On the nature of aggression in Poker
The following piece is taken mostly from an article written by Stephen Bloomfield in the magazine Ante Up. Poker has many parallels with Life. Timid, risk-averse humans don't usually thrive in life, especially in war combats.Neither do they play poker as the game requires aggression and killer instinct. Kyle Siler of Cornell University recently published Social and Psychological Challenges of Poker in the Journal of Gambling Studies. Siler established that poker is largely a game of skill. Additionally, Siller based his findings on an analysis of database of millions of hands played online in six-max no-limit poker.
Siler finds poker is "a complex strategy of skill and luck, rationality and intuition, mathematics and psychology, fraught with uncertainty over outcomes, best practices and their relationships to success."
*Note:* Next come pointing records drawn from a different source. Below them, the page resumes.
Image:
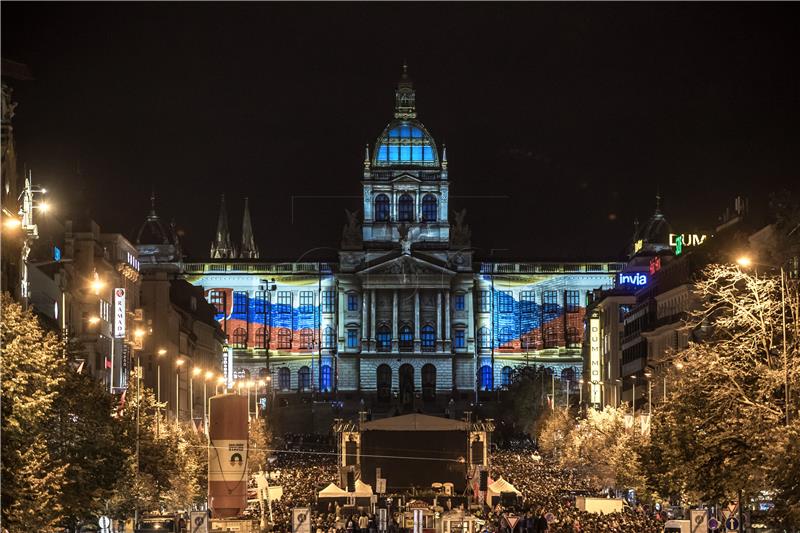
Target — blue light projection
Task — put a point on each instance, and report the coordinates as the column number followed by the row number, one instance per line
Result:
column 405, row 144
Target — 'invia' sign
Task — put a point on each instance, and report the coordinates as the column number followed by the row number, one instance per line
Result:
column 637, row 279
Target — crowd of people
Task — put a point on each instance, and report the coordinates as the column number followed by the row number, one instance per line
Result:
column 547, row 502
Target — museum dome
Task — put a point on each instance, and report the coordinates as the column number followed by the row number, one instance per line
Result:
column 405, row 141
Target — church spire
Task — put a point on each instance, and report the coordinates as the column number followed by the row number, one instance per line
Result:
column 222, row 248
column 405, row 97
column 249, row 249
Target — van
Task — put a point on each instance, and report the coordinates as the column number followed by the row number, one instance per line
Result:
column 677, row 526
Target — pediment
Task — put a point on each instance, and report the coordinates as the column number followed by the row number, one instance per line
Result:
column 406, row 178
column 405, row 265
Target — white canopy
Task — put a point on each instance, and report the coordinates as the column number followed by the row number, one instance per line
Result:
column 362, row 490
column 332, row 491
column 499, row 486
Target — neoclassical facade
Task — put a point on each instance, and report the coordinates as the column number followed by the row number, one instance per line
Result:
column 407, row 310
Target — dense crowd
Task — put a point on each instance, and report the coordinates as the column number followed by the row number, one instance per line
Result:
column 546, row 503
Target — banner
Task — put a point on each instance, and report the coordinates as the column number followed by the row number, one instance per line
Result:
column 594, row 358
column 119, row 313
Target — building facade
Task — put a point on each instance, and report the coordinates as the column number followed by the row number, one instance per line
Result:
column 407, row 310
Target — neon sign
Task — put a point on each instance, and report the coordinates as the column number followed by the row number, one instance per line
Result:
column 687, row 239
column 637, row 279
column 594, row 357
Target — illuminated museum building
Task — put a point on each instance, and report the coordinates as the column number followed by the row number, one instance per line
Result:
column 405, row 310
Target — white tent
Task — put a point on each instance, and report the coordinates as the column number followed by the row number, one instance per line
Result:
column 362, row 490
column 332, row 491
column 498, row 487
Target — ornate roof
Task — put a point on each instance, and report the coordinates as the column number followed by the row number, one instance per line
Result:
column 405, row 141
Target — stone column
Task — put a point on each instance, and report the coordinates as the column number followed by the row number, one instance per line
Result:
column 417, row 343
column 447, row 325
column 372, row 328
column 439, row 336
column 364, row 319
column 340, row 335
column 395, row 325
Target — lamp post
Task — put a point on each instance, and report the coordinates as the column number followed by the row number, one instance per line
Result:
column 178, row 365
column 195, row 372
column 209, row 375
column 261, row 384
column 745, row 261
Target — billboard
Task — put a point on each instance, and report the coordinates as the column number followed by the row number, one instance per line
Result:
column 594, row 358
column 119, row 313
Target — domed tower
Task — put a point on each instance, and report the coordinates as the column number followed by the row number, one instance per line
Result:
column 652, row 237
column 157, row 243
column 405, row 183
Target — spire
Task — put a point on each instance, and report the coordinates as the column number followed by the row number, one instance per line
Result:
column 405, row 97
column 249, row 249
column 152, row 214
column 222, row 248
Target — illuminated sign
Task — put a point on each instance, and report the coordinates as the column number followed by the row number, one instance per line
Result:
column 687, row 239
column 119, row 313
column 637, row 279
column 655, row 265
column 594, row 357
column 227, row 366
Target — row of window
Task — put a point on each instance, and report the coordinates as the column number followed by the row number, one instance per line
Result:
column 505, row 301
column 405, row 208
column 527, row 301
column 486, row 376
column 505, row 335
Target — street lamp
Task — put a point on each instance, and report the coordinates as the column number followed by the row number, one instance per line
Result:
column 209, row 375
column 649, row 374
column 746, row 261
column 178, row 365
column 195, row 372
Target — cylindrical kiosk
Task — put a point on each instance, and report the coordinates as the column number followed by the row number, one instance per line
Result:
column 227, row 455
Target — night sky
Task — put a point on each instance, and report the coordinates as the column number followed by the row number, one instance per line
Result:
column 561, row 120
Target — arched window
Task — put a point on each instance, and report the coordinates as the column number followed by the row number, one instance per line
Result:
column 429, row 208
column 306, row 339
column 384, row 382
column 429, row 382
column 239, row 338
column 485, row 377
column 328, row 338
column 405, row 208
column 550, row 337
column 261, row 338
column 406, row 339
column 381, row 208
column 384, row 339
column 505, row 376
column 484, row 340
column 284, row 339
column 573, row 337
column 303, row 378
column 284, row 379
column 428, row 338
column 505, row 336
column 326, row 378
The study finds that tight-aggressive style is most profitable for most people whereas loose-aggressive play produces the best results for a limited number of players and the worst results for a much larger number of people.
The study also suggests that as folks move up in stakes, competitive edges shrink.
As Man is a flexible, highly adaptable animal, he can be taught to cultivate aggression. Military training of raw recruits is all about instilling aggression and discipline at the same time. Likewise, poker's skills which include aggression can be learned.
Richard Nixon financed his campaign for Congress partly out of the winnings he made during his service in the Navy. Harry Truman was an avid poker player. Nixon ordered Christmas bombings over Hanoi in 1972. Truman didn't agonize over the decision to drop atomic bombs over Hiroshima and Nagasaki. He didn't hesitate to sack General McArthur over insubordination. Don't mess with aggressive poker players. You don't know what to expect from them unless you are a dedicated poker player yourself.